2.11 De Kade heeft evenwel in aanvulling op haar eerdere betoog ter zitting opgemerkt, dat het houden van feesten als Boudoir Bizarre valt binnen de reikwijdte van de aan haar op basis van de meergenoemde APV verleende horeca-exploitatievergunning en dat derhalve daarnaast geen afzonderlijke evenementenvergunning is vereist.
2.12 Met goedkeuring van beide partijen heeft de voorzieningenrechter na de zitting kennis genomen van - onder meer - deze vergunning. Uit de vergunning blijkt dat deze is verleend voor het exploiteren van een horecabedrijf in de vorm van een café en een cultureel centrum, onder de naam De Kade, gevestigd op het perceel [adres]. Voorts wordt in de aanvraag gewag gemaakt van een pop-dancepodium.
2.13 De vraag of het houden van feesten als Boudoir Bizarre geacht kan worden te vallen binnen de horeca-exploitatievergunning van De Kade en of zulks, bij bevestigende beantwoording van die vraag, dan ook met zich brengt dat geen afzonderlijke evenementenvergunning op basis van artikel 2:25 van de APV is vereist, kan in deze voorlopige voorzieningenprocedure niet worden beantwoord. Hiervoor is verderstrekkend onderzoek nodig dan thans in het kader van deze procedure en in de gegeven tijdspanne kan worden verricht.

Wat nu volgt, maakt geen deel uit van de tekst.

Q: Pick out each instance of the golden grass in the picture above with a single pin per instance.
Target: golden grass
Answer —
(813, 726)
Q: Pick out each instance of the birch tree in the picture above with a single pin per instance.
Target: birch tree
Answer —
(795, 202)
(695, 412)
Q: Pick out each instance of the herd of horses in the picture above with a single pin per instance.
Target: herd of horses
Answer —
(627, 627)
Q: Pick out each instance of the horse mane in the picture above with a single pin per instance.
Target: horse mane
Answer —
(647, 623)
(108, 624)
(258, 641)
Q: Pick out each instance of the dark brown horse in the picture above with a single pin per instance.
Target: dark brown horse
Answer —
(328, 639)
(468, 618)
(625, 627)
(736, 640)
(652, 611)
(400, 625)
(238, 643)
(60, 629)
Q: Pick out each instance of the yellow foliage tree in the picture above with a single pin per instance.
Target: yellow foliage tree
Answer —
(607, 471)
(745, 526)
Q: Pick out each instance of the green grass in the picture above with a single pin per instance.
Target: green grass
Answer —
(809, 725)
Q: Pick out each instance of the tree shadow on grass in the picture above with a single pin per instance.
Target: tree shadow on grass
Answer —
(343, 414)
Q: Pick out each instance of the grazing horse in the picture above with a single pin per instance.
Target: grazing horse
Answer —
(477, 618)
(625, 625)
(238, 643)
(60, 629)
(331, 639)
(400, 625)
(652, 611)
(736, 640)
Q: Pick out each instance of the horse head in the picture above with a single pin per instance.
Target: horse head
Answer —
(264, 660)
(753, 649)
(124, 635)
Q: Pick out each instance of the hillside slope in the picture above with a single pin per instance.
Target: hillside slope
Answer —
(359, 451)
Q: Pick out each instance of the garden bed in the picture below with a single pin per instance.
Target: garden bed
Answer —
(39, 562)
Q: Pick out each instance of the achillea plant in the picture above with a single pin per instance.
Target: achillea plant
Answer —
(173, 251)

2.14 Nu derhalve thans niet kan worden vastgesteld dat met het houden van Boudoir Bizarre sprake zou zijn van een overtreding van artikel 2:25 van de APV bestaat er aanleiding om, zoals verzocht, het bestreden besluit te schorsen.
2.15 De voorzieningenrechter merkt tenslotte nog op dat de last, blijkens de toelichting van het besluit op de zitting, anders dan de bewoordingen ervan zouden kunnen doen vermoeden, uitsluitend ziet op het feitelijk doen of laten plaatsvinden van het feest op 3 juli a.s.. De te treffen voorlopige voorziening beperkt zich dan ook hier toe.
2.16 Voorts bestaat aanleiding voor een proceskostenveroordeling ten aanzien van verweerder. Met toepassing van het Besluit proceskosten bestuursrecht wordt met betrekking tot de kosten van rechtsbijstand één punt toegekend voor het verschijnen ter zitting en één punt voor het indienen van een verzoekschrift, waarbij een wegingsfactor één in aanmerking is genomen. De waarde van één punt bedraagt € 437,-.